Community Organizing Project (MICOP), will explore the history, demographics and culture of this 3,000-year-old Mixteco-Oaxacan civilization and see how first-generation indigenous families adapt to the U.S. culture and social system.  

Dec. 6, 1 to 3 p.m. VACE, 5200 Valentine Rd., Ventura 

“Exodus: The Ship that Launched a Nation.” 

A small passenger steamer, the SS President Warfield, which was later repurposed into the Exodus 1947, is considered the ship that launched the modern state of Israel.  

Lecturer Robert Singer, a former adjunct professor at Cal State Northridge, will discuss its fascinating story, which was turned into a 1958 international bestseller, Exodus, by Leon Uris, and later into a film by Otto Preminger. 

Dec. 9, 10:05 a.m. to 12:05 p.m., CSUCI John Spoor Broome Library Room 2325, One University Drive, Camarillo 

“Finland: History, Education and Culture” 

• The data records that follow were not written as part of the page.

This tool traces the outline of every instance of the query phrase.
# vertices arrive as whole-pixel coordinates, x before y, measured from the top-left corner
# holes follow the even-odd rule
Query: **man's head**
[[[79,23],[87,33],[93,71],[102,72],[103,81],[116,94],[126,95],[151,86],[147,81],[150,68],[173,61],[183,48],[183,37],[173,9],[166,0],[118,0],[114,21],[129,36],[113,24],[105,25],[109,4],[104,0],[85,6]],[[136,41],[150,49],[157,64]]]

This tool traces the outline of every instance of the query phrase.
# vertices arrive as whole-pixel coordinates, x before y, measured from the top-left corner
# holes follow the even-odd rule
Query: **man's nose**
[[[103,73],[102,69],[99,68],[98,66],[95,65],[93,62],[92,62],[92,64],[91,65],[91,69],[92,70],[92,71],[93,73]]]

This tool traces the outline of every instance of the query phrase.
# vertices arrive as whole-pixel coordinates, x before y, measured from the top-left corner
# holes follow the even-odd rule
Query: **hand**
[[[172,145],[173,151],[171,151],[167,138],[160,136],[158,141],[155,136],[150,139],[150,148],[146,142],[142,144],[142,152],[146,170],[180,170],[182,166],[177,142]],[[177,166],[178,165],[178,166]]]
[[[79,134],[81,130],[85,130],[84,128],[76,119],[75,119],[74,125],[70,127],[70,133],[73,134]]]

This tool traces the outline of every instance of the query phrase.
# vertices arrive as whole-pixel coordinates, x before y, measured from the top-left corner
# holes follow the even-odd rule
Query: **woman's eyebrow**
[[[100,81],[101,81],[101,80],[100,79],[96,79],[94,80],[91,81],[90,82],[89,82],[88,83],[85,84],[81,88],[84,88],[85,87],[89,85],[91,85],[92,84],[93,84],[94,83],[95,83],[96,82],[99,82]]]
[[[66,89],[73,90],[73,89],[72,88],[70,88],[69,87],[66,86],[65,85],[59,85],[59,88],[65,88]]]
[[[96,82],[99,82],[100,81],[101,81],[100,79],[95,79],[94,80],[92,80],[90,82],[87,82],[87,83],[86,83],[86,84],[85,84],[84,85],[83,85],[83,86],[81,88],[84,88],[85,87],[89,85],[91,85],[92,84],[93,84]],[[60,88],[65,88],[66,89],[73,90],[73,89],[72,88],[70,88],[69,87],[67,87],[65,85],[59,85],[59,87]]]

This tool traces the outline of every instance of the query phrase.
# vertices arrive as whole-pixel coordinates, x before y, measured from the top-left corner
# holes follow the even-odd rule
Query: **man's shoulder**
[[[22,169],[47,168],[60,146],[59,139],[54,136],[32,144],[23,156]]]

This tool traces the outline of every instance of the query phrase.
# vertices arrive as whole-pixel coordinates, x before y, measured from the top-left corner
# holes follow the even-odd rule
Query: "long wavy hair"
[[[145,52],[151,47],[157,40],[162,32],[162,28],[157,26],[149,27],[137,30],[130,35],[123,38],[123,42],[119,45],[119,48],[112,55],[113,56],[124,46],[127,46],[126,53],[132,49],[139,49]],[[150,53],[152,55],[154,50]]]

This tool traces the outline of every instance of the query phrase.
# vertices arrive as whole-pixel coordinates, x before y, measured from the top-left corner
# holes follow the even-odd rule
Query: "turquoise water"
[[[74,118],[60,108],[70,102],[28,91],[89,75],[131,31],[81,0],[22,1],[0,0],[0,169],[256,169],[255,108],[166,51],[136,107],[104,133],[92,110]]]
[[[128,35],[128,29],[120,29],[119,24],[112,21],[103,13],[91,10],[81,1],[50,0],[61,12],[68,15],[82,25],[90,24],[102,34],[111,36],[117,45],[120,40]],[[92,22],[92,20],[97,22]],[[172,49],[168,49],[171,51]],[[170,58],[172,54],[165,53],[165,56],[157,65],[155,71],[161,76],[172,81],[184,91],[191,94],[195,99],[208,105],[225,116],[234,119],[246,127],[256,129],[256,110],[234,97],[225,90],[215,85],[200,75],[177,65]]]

From the small but mighty arctic nation that shares an 800-mile border with Russia comes one of the most enviable educational systems in the world.  Finnish citizen and CSUCI Associate Professor of Education and Political Science Tiina Itkonen, Ph.D., will help students learn from an insider’s view of Finland as it celebrates 100 years of independence, from its orchestral conductors to its race car drivers, politics, some very odd sports and other curiosities.